Teachers across the country are outraged and seeking justice, this was the biggest blow to the otherwise peaceful teaching community of Bhutan. It questions our security- teaching was once the safest job but now it's like working in a nuclear station with the most radioactive materials, even in protective gears we can't escape the radiation. We were already showered with blames for reasons uncountable and here our society is taught how to deal with teachers by a learned man.
We are not machines; we are teachers- we teach with emotions, we become sad, we grow excited, we become happy, we get irritated, we become angry, we become joker, we become hero, we change ourselves now and then because we care for our students no less than their parents do. Now a father walks into our classroom and questions our emotions. We can stop our emotions and start being machine anytime but that's not what our country wants of us, that's not what our king wants of us, and that's not what our students want of us. And dear parents please step aside and let us do our work, we are on a national mission.

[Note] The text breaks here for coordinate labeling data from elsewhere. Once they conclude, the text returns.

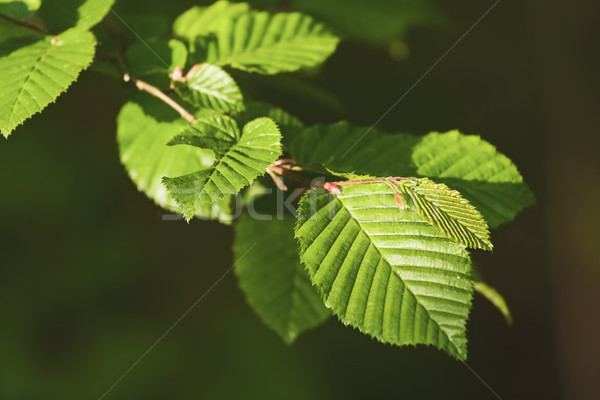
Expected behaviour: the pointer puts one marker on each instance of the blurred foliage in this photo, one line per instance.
(92, 273)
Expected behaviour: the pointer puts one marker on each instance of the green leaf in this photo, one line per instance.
(288, 123)
(475, 168)
(272, 278)
(485, 177)
(267, 44)
(58, 15)
(143, 129)
(449, 211)
(162, 59)
(246, 159)
(375, 21)
(200, 21)
(22, 9)
(384, 270)
(36, 72)
(492, 295)
(210, 86)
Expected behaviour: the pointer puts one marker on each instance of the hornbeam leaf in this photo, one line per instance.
(143, 129)
(200, 21)
(469, 164)
(272, 278)
(21, 9)
(210, 86)
(449, 211)
(36, 72)
(58, 15)
(164, 57)
(376, 21)
(245, 160)
(289, 124)
(384, 270)
(267, 44)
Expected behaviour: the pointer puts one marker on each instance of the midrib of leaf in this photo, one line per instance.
(26, 81)
(405, 282)
(427, 259)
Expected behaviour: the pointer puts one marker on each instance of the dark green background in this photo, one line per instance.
(91, 276)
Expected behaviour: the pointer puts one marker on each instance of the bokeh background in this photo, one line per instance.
(91, 275)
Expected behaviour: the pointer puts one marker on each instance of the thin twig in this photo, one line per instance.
(156, 92)
(25, 24)
(289, 174)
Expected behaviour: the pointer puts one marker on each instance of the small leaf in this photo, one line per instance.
(246, 159)
(272, 278)
(375, 21)
(162, 59)
(384, 270)
(143, 129)
(37, 71)
(267, 44)
(19, 9)
(58, 15)
(469, 164)
(210, 86)
(288, 123)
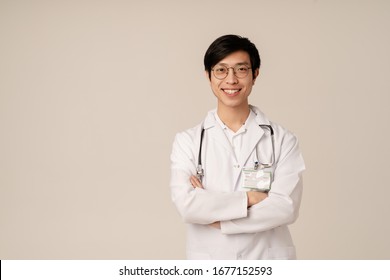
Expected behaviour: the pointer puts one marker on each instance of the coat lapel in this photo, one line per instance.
(215, 131)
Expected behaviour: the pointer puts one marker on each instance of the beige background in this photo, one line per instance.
(93, 92)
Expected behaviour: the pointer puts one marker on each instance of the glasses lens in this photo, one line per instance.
(241, 71)
(220, 72)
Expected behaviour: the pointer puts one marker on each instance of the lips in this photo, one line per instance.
(231, 92)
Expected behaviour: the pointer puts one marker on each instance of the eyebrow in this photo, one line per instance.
(237, 64)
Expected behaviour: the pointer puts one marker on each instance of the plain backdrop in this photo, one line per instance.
(93, 92)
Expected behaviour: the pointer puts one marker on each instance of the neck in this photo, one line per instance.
(233, 118)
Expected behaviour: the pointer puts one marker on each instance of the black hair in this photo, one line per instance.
(226, 45)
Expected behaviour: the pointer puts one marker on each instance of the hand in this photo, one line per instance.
(216, 225)
(255, 197)
(195, 182)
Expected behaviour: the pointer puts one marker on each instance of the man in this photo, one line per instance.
(236, 177)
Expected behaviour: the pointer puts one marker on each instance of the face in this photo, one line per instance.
(231, 91)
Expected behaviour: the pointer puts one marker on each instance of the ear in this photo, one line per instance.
(208, 76)
(256, 74)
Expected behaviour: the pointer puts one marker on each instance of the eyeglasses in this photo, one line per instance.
(240, 71)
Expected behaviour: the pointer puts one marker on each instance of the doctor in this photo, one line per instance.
(237, 177)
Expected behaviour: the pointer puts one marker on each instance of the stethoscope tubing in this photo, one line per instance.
(200, 171)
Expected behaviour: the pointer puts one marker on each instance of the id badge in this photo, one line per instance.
(256, 179)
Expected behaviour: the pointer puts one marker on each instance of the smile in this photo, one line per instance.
(231, 91)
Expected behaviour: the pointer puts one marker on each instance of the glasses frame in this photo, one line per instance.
(234, 72)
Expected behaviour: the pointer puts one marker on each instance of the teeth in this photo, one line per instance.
(231, 91)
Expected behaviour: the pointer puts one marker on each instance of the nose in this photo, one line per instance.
(231, 78)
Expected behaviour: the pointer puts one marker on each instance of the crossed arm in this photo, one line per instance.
(253, 197)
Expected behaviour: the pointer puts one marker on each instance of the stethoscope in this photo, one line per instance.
(257, 165)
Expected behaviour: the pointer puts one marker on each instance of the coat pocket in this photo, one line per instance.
(282, 253)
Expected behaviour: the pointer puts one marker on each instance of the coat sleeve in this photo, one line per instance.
(281, 207)
(197, 205)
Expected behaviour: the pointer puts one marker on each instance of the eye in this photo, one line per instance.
(220, 70)
(242, 69)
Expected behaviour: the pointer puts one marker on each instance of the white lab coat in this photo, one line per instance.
(259, 232)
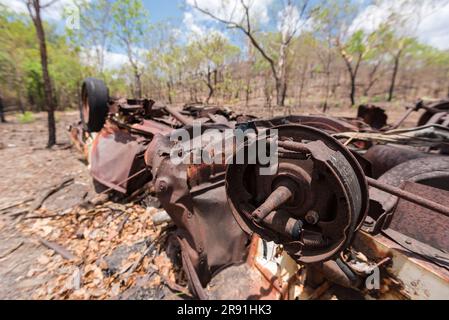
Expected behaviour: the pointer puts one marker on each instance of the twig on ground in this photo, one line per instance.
(63, 252)
(8, 252)
(122, 224)
(10, 206)
(51, 191)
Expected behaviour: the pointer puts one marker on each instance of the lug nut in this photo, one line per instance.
(312, 217)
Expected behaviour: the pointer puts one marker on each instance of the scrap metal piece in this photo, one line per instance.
(329, 182)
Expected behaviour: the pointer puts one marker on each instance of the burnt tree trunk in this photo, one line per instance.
(2, 111)
(210, 85)
(138, 88)
(394, 76)
(34, 8)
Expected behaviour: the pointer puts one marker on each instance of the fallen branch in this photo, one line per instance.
(7, 253)
(51, 191)
(19, 213)
(10, 206)
(122, 224)
(63, 252)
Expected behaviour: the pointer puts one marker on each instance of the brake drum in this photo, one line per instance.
(313, 203)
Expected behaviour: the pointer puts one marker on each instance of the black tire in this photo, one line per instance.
(94, 104)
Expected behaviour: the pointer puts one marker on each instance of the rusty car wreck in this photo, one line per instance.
(355, 202)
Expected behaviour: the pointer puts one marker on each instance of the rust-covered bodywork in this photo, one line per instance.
(347, 200)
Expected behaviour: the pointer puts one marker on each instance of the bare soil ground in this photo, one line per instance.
(28, 169)
(30, 270)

But unlike the mission of the UNICEF fellow, he was sent here on the United Nations' goodwill mission, he was here to help us but what did he do? He insulted the culture of the innocent nation, he manhandled a teacher in the nation where teachers are respected highly, he has corrupted one of Bhutan's highest value. As is the trend, now we are expecting more such disgrace and he will be remembered as the forerunner.
Even on the personal grounds he was a doctor who is supposed to treat people, care for them and comfort them but he disgraced that profession too. If his son thinks his father was a hero after that then it's another disgrace, and I am only happy and relieved that they are not Bhutanese.
Debate and Outrage continues on
Facebook Forum and
Kuensel Forum and we wish to know what happens to the man and what steps will be taken to ensure that we the teacher are safe after this. He was lucky to have lost his senses in Bhutan; our values forbid aggression and violence, the same value that he has kicked. If it had happened in any other country than Bhutan he would have known the price of his action. He would have to run for his life and his
diplomatic immunity would be only a crap on paper. How waste of a person to travel half world across with the highest qualifications and not to have woken up to learn the simplest Bhutanese values.